今季から拠点を移す江川マリア(18=明大)が初優勝を飾った。

ショートプログラム(SP)1位から、フリーでも1位の123・22点、合計187・58点で完全優勝した。

「本当にいま自分がどのくらい成長できてて、というのが実感できてなかったんですけど、ブロックで完璧な演技で120点くらいかなと。ちょっとミスがあってもこのくらいの点数を出せるのは自信につながりました。完璧な演技をしたいので悔しさはあるんですけど、いい自信になりました」。

前半のジャンプは予定通りに決めていったが、後半にループが抜けて1回転になった。先に立つのはその悔しさだが、同時に大きな収穫もあった。「レミゼラブル」の演目で3つのスピンは全てレベル4を獲得し、取り組んできたつなぎの部分でも丁寧な滑りを披露した。

全国高校スケート選手権の女子で3年連続表彰台の実績を持つ。福岡市唯一の常設リンク、パピオアイスアリーナで育ったが、昨年から営業が停止され、存続できるかどうか不透明になった。

「(閉鎖中は)3つのリンクを転々としていました。朝早い練習、夜遅い練習などで、家から近くないので」。

拠点を失い、確保できる練習時間にも制約があり、移動時間も一苦労だった。

「私だけではなく、親も苦労して送り迎えをしてくれて、感謝しないといけない1年でした」

ちょうど大学進学を考える時期。再び中庭健介コーチに師事し、千葉・南船橋のMFアカデミーを拠点に活動することを決めた。明大への入学も決まり、新たな環境に身を置いた。

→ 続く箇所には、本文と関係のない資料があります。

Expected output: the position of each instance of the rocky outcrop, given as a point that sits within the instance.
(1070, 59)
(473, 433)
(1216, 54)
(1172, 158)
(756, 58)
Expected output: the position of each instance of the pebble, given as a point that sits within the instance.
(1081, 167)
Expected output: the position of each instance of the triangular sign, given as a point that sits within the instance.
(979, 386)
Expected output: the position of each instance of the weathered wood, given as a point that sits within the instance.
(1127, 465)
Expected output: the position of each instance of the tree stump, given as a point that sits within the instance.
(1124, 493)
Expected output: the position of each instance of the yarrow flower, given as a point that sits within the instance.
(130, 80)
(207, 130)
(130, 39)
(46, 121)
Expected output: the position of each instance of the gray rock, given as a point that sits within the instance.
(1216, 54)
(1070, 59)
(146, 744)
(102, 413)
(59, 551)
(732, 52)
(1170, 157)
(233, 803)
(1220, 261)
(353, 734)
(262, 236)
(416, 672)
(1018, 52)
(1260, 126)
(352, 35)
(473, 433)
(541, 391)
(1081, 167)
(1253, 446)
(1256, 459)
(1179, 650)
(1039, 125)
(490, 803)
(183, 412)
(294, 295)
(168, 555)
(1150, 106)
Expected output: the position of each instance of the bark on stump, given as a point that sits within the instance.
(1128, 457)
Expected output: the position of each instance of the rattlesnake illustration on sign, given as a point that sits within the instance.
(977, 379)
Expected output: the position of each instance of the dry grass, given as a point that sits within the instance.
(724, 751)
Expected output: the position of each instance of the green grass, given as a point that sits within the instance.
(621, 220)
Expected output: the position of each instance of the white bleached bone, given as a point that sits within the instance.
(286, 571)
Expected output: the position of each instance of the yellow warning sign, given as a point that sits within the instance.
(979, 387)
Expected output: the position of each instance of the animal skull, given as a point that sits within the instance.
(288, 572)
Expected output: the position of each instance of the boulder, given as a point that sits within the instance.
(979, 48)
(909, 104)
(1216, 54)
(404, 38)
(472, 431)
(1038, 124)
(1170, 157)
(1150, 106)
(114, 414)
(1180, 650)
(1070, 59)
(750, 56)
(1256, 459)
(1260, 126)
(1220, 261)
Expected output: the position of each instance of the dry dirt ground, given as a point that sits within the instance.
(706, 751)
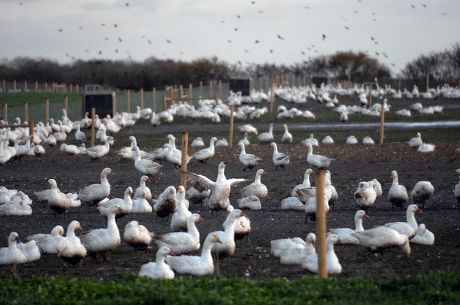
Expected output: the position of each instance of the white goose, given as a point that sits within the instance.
(158, 270)
(397, 194)
(279, 158)
(332, 262)
(180, 216)
(317, 161)
(136, 235)
(195, 265)
(266, 137)
(346, 234)
(422, 191)
(103, 239)
(423, 236)
(182, 242)
(74, 250)
(11, 255)
(125, 205)
(145, 166)
(287, 136)
(207, 153)
(220, 189)
(53, 243)
(409, 227)
(248, 160)
(98, 191)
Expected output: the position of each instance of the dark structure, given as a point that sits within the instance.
(240, 84)
(98, 98)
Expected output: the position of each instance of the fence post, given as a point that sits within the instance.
(93, 125)
(183, 162)
(321, 224)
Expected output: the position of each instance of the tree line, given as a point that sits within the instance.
(442, 67)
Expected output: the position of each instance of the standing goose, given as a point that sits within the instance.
(397, 194)
(266, 137)
(220, 189)
(256, 188)
(287, 136)
(207, 153)
(408, 227)
(332, 262)
(279, 158)
(158, 270)
(195, 265)
(248, 160)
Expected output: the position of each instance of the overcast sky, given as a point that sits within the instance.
(259, 31)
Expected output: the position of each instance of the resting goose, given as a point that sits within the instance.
(346, 234)
(53, 243)
(409, 227)
(287, 136)
(103, 239)
(207, 153)
(332, 262)
(74, 250)
(124, 205)
(248, 160)
(98, 191)
(421, 192)
(317, 161)
(182, 242)
(143, 190)
(365, 195)
(423, 236)
(195, 265)
(256, 188)
(166, 202)
(158, 270)
(11, 255)
(379, 238)
(145, 166)
(220, 189)
(180, 216)
(279, 158)
(304, 184)
(137, 236)
(397, 194)
(251, 202)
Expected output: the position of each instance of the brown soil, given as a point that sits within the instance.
(352, 164)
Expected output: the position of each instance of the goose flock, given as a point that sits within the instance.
(176, 249)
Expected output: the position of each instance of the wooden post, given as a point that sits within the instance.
(47, 109)
(129, 100)
(321, 225)
(93, 125)
(26, 111)
(142, 98)
(382, 121)
(5, 111)
(183, 162)
(230, 135)
(154, 99)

このほど、行政の支援も受け、パピオアイスアリーナの再開が決まった。

「去年閉まっている間は、いろんな話を聞きました。現実的じゃないとも聞いていたので、本当に素直に、1年間、こうやって私も他の福岡のみんなも苦労していたので、本当にうれしかったですね」。

優しくほほ笑んだ。育ての地への感謝も忘れない。

「自分の中でまだ優勝できるレベルではないと感じてしまっている部分あり、あまり自分を低く見るのは良くないかなと思っているんですが、1位になれて自信がついた。もうちょっと自分を高い目標を持とうかなと感じました」。